Attendu comme une extension d’Uncharted 4 : A Thief’s End, point final aux aventures de Nathan Drake qui nous est parvenu il y a maintenant un peu plus d’un an, Uncharted : The Lost Legacy se présente à l’arrivée comme un véritable spin-off de la saga. Une itération somme toute assez logique compte tenu du précédent succès de Naughty Dog avec The Last of Us : Left Behind, cet autre penchant vidéoludique « exclusivement » au féminin. Alors on change peut-être d’univers et de protagonistes ici, mais l’équipe n’en reste pas moins gagnante.


N’en déplaise aux hypothèses les plus folles et plutôt que de fouiner dans le prolongement des personnages d’Uncharted 4, c’est d’abord sur le bas côté de la route empruntée des années auparavant que le studio Naughty Dog a pioché le nouveau protagoniste que l’on allait incarner : Chloe Frazer. Petite révélation d’Uncharted 2, reléguée à de la simple figuration dans Uncharted 3, Chloe est pourtant un personnage clé de la saga qui a su, à sa manière, soutenir les épaules encore un peu frêles du Nathan Drake de l’époque. Intrépide, drolatique et au fort caractère, c’est sans nul doute que le studio s’est convaincu d’avoir raté le coche avec elle. Quoi de plus évident, alors, que de lui offrir aujourd’hui un épisode à part entière ?

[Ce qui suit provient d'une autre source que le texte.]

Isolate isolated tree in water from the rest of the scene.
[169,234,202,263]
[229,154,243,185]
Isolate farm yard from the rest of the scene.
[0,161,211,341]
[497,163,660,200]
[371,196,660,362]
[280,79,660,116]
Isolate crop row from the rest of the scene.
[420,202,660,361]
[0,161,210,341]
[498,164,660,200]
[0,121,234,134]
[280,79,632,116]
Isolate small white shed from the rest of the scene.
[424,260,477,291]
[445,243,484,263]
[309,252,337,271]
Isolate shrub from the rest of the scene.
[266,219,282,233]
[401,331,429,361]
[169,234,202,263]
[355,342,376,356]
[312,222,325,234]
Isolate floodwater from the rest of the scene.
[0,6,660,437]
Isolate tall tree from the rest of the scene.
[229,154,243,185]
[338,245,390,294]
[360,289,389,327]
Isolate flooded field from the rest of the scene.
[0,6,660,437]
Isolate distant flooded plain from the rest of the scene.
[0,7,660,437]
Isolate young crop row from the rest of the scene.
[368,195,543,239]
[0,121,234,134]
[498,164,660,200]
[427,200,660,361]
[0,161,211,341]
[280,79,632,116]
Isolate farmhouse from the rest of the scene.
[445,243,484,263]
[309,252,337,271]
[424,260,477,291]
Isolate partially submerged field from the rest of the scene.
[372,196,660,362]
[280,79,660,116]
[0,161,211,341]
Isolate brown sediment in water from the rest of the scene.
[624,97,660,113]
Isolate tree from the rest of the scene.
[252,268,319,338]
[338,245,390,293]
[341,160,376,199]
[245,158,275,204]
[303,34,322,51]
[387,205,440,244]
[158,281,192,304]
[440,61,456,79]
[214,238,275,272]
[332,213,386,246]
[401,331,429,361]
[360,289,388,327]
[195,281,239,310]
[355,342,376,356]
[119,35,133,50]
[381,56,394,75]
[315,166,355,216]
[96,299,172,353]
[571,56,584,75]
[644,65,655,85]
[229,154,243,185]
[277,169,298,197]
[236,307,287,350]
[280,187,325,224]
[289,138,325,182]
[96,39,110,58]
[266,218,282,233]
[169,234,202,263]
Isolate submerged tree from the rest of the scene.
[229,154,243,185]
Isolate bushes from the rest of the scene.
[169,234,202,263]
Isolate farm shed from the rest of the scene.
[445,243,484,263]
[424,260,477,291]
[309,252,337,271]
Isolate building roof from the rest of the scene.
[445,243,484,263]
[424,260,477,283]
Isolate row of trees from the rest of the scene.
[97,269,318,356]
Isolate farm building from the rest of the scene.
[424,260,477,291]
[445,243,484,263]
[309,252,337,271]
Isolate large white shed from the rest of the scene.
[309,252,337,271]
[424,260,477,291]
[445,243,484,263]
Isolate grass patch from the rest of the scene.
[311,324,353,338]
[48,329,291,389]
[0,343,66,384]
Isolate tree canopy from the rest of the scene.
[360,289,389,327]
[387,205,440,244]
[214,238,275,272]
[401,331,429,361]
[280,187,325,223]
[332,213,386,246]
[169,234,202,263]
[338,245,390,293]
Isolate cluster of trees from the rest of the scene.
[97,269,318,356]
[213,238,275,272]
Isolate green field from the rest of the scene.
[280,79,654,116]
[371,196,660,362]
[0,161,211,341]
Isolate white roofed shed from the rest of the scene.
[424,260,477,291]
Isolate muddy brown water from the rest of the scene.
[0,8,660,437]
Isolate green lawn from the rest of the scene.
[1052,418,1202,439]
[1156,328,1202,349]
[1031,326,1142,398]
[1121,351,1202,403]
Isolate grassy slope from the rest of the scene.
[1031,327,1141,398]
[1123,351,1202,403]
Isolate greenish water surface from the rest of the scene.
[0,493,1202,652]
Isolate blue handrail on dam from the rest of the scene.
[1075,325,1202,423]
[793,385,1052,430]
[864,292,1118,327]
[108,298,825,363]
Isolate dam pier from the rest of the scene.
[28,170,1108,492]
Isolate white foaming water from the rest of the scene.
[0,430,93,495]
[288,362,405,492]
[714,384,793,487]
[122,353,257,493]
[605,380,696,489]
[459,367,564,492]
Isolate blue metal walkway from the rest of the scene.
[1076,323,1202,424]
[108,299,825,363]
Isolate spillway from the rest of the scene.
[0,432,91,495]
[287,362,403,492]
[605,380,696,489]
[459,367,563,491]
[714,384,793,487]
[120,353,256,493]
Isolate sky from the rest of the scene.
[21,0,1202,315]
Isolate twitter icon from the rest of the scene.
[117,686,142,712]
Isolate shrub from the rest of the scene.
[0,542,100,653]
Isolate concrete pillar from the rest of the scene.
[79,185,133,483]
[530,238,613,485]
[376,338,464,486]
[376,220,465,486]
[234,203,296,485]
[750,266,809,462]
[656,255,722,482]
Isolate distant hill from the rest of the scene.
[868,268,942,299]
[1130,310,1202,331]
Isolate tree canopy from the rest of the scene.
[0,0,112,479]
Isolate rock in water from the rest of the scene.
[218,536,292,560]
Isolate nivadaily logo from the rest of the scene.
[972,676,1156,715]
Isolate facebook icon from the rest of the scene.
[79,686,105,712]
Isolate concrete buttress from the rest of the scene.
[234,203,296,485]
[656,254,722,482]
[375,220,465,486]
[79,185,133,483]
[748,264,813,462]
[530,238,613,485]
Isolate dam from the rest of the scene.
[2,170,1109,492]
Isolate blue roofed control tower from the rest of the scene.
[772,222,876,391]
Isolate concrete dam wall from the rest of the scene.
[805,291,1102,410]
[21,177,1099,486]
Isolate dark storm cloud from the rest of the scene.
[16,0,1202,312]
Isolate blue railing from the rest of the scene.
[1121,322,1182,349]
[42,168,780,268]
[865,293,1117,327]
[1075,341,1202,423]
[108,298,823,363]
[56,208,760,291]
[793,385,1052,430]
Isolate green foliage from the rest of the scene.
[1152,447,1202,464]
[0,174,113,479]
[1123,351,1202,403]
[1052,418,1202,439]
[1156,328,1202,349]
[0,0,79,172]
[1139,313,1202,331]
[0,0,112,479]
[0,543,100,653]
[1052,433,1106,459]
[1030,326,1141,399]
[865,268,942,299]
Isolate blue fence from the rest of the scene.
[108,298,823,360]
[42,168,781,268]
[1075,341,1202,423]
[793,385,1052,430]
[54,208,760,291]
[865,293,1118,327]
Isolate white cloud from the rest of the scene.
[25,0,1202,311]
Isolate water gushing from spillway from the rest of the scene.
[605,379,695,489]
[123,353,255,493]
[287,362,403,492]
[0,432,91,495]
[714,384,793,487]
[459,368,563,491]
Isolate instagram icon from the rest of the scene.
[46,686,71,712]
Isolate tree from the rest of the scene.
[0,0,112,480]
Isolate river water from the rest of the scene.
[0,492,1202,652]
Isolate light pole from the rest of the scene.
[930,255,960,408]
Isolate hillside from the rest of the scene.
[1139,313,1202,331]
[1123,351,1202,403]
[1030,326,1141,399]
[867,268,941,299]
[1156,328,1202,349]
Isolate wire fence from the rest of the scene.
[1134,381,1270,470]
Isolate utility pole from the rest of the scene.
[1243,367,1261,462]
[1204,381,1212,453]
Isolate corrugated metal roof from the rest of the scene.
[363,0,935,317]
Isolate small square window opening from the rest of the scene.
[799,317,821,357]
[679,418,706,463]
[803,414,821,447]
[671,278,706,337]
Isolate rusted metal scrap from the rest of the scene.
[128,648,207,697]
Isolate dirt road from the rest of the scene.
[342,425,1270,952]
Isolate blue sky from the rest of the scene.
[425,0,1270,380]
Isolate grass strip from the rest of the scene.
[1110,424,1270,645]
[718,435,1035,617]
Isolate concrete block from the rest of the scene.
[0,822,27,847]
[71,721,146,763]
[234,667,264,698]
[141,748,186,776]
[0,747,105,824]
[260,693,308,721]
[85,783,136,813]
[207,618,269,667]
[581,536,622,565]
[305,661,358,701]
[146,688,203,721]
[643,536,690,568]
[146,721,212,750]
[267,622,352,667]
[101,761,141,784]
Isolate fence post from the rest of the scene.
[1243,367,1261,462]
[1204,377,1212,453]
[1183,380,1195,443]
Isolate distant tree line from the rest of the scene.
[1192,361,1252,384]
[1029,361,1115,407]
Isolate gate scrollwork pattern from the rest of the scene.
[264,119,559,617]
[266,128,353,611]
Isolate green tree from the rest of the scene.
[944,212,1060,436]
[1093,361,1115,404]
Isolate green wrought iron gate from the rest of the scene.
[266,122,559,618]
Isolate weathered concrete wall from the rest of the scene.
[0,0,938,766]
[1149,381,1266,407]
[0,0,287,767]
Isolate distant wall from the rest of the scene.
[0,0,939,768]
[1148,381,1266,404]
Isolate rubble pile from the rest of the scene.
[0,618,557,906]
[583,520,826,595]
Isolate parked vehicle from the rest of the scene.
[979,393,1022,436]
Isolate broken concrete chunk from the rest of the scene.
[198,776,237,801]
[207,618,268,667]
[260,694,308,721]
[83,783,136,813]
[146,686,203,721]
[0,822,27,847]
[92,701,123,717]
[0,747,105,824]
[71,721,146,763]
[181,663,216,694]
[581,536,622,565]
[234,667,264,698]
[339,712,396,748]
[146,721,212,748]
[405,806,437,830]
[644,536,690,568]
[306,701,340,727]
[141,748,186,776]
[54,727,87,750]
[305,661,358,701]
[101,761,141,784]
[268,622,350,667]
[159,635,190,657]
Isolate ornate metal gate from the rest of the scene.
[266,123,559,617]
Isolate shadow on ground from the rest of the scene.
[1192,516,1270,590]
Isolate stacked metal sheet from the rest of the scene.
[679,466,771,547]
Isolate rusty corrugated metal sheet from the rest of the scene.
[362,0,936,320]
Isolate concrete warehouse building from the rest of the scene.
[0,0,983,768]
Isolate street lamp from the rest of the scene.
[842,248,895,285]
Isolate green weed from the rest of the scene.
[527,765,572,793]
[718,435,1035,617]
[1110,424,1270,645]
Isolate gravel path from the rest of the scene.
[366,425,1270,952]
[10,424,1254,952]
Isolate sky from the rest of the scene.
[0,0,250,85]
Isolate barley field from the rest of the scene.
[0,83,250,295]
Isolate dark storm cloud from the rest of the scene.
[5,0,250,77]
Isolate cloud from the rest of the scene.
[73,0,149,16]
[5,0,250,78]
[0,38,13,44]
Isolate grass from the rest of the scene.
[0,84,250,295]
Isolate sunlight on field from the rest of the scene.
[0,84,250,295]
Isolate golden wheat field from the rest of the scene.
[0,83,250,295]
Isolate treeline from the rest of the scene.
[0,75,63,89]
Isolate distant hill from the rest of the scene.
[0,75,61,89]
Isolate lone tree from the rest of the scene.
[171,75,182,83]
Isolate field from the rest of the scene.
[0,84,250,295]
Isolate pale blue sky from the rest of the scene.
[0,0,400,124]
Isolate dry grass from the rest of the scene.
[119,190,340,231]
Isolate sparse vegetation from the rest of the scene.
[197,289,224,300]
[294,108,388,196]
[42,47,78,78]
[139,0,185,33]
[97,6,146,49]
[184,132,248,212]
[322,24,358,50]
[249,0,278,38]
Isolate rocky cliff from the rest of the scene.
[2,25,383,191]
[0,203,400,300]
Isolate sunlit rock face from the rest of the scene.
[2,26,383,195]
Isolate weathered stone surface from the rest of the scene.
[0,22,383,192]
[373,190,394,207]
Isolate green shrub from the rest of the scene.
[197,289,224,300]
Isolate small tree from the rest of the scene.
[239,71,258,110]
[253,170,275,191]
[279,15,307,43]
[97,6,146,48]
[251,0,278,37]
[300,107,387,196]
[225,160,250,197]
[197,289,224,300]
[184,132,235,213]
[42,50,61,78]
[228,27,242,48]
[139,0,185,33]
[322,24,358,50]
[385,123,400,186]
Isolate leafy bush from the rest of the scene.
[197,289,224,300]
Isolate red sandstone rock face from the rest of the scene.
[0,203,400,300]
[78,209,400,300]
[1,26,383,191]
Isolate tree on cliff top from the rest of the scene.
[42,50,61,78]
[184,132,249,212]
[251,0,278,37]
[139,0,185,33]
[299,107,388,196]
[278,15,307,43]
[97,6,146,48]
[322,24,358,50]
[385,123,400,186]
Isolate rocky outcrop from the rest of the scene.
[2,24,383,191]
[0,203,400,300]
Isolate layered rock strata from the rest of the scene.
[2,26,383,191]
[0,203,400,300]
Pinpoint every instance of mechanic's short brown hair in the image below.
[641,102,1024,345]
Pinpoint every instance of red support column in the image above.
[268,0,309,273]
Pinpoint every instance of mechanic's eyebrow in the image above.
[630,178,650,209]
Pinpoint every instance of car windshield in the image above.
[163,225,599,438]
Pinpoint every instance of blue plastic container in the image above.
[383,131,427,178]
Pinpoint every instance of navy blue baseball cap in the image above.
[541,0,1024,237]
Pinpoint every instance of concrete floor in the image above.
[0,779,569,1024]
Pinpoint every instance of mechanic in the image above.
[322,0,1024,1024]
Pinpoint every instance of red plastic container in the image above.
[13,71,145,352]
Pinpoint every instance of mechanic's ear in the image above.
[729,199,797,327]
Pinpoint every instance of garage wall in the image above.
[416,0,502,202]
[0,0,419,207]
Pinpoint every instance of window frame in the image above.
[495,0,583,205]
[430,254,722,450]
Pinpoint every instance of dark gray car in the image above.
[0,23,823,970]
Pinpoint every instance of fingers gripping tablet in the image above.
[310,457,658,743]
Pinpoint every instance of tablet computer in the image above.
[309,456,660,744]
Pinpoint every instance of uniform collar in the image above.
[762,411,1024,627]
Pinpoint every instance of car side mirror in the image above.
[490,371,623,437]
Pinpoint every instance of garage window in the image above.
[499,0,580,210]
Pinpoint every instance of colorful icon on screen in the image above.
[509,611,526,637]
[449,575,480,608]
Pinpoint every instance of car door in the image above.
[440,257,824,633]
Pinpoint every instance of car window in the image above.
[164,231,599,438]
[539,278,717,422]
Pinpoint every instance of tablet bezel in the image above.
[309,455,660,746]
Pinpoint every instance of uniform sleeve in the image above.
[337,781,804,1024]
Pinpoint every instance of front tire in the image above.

Et comme tout bon jeu Naughty Dog qui se respecte, il fallait bien trouver un second personnage du même acabit pour former un nouveau duo d’inséparables. Et c’est dans cette optique que le studio s’est finalement arrêté sur Nadine Ross. Forcément, si j’ose dire. Introduite parmi les antagonistes du quatrième opus, Nadine faisait incontestablement partie des bonnes surprises de cette dernière aventure. Pourtant cette mercenaire, aux motivations bien plus complexes qu’elles n’en avaient l’air, n’a pas su trouver le temps de s’épanouir à l’heure où la famille Drake lui volait la vedette. Voilà déjà un même point de départ qui lie nos nouvelles héroïnes. Mais derrière la voix rauque de l’une et les muscles de l’autre, ce duo de garçons manqués partage en réalité une même condition et philosophie de vie. Des valeurs communes sur lesquelles ne manqueront pas de reposer leurs nouvelles péripéties à venir.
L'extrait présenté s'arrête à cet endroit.